Witness accounts and more recent forensic analysis support the view that more bullets were fired at the scene than Sirhan could have had in his gun.
Sirhan’s .22 Iver-Johnson revolver could only hold eight bullets, yet as many as 13 shots may have been fired at the scene. Two FBI investigators who attended the crime scene right after the assassination stated that they had discovered two bullets in a door frame – bullets that were not mentioned in the LAPD’s report.
“If a second gun is not firing, there cannot be any bullet holes in the wooden door frames,” explains William Klaber, a journalist and writer who has studied the case extensively. “So the police take those door frames down and they bring them to the police station to do work on them. It turns out these bullets represent too many bullets. Sirhan’s gun holds eight bullets.”
Robert Kennedy’s death, like the 1963 assassination of his older brother, President John F Kennedy, has been the subject of many conspiracy theories.

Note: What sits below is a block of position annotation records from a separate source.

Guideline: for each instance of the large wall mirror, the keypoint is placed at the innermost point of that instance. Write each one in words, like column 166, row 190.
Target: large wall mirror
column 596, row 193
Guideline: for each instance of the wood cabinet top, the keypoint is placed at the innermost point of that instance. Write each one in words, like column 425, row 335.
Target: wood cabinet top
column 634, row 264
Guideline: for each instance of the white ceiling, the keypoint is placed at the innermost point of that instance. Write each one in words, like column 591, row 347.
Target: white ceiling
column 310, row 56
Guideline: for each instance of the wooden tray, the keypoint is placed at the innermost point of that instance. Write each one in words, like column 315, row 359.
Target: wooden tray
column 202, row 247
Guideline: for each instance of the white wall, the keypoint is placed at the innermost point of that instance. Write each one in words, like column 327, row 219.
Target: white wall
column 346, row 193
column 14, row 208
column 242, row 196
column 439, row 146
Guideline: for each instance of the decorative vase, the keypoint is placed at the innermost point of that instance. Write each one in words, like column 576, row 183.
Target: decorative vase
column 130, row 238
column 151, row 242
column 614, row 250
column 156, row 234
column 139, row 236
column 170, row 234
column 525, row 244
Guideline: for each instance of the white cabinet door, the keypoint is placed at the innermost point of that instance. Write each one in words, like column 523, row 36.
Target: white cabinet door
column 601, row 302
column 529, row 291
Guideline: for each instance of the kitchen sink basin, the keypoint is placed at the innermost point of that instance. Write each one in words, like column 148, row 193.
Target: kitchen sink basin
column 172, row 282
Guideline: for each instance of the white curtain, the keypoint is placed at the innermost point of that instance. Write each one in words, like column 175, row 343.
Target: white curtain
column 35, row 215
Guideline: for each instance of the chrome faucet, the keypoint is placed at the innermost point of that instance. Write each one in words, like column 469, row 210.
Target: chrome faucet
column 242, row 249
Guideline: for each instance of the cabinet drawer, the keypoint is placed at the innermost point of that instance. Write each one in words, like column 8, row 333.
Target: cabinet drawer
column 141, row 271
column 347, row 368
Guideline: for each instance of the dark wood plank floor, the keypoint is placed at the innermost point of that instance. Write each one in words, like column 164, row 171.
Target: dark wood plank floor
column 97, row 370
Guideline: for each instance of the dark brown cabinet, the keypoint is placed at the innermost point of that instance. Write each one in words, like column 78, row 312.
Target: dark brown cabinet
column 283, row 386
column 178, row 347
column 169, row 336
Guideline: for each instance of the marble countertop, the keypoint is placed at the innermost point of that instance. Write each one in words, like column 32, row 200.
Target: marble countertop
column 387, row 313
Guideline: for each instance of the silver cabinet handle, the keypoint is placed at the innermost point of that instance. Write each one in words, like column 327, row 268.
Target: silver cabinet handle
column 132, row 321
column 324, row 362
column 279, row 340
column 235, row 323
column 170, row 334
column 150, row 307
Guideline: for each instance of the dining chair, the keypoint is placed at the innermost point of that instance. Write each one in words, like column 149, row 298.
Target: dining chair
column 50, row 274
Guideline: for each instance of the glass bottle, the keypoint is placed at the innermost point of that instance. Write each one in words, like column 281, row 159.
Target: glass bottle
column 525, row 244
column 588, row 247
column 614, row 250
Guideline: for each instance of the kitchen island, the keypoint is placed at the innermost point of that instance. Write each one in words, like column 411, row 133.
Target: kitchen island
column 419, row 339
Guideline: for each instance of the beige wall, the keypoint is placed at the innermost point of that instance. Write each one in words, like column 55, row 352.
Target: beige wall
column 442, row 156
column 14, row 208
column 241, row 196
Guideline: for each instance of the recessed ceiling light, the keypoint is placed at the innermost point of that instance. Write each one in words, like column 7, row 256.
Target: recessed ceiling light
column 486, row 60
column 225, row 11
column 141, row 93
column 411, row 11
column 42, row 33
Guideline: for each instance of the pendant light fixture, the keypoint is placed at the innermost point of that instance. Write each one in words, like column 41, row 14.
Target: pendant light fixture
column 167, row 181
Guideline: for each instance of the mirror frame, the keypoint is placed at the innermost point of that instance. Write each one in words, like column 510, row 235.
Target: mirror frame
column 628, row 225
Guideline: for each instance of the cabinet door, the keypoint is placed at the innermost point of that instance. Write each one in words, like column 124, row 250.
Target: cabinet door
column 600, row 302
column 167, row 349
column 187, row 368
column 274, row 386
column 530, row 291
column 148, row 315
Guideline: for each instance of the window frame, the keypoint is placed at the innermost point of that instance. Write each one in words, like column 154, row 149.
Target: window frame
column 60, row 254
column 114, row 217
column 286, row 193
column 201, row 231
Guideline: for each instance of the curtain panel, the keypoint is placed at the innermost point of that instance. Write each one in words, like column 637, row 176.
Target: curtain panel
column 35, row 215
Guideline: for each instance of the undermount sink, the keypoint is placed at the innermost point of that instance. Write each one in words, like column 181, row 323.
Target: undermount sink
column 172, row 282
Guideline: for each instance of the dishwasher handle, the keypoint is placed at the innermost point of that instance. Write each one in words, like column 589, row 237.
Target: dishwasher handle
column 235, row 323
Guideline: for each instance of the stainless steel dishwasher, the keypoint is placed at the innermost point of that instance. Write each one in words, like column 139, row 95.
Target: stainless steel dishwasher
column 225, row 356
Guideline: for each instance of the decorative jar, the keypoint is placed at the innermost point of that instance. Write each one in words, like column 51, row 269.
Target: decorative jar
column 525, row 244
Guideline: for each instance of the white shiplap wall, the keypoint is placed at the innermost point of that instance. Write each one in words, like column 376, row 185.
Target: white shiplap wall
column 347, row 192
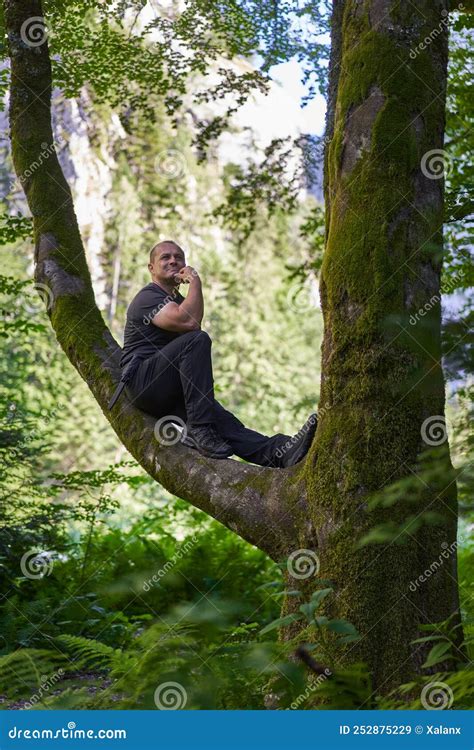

One suggests that if Bobby were ever elected president, it’s almost certain he would have ordered a fresh investigation into his brother’s assassination, unconvinced as he was by the official version in the Warren Commission report. Other theories include had Robert Kennedy been elected president, he would have taken steps to end the war in Vietnam.
RFK was a principled politician, a New York senator who cared about poverty in the south and racial segregation everywhere. His ideals of a more equal society were never realised but the scale of grief following his death showed how much people appreciated him.
After his body had been flown from California to New York, it was put on board a train to Washington, DC for burial next to his brother John at Arlington National Cemetery – and the railway line was lined with millions of mourners. The journey, however, to establish clearly how he died is still incomplete.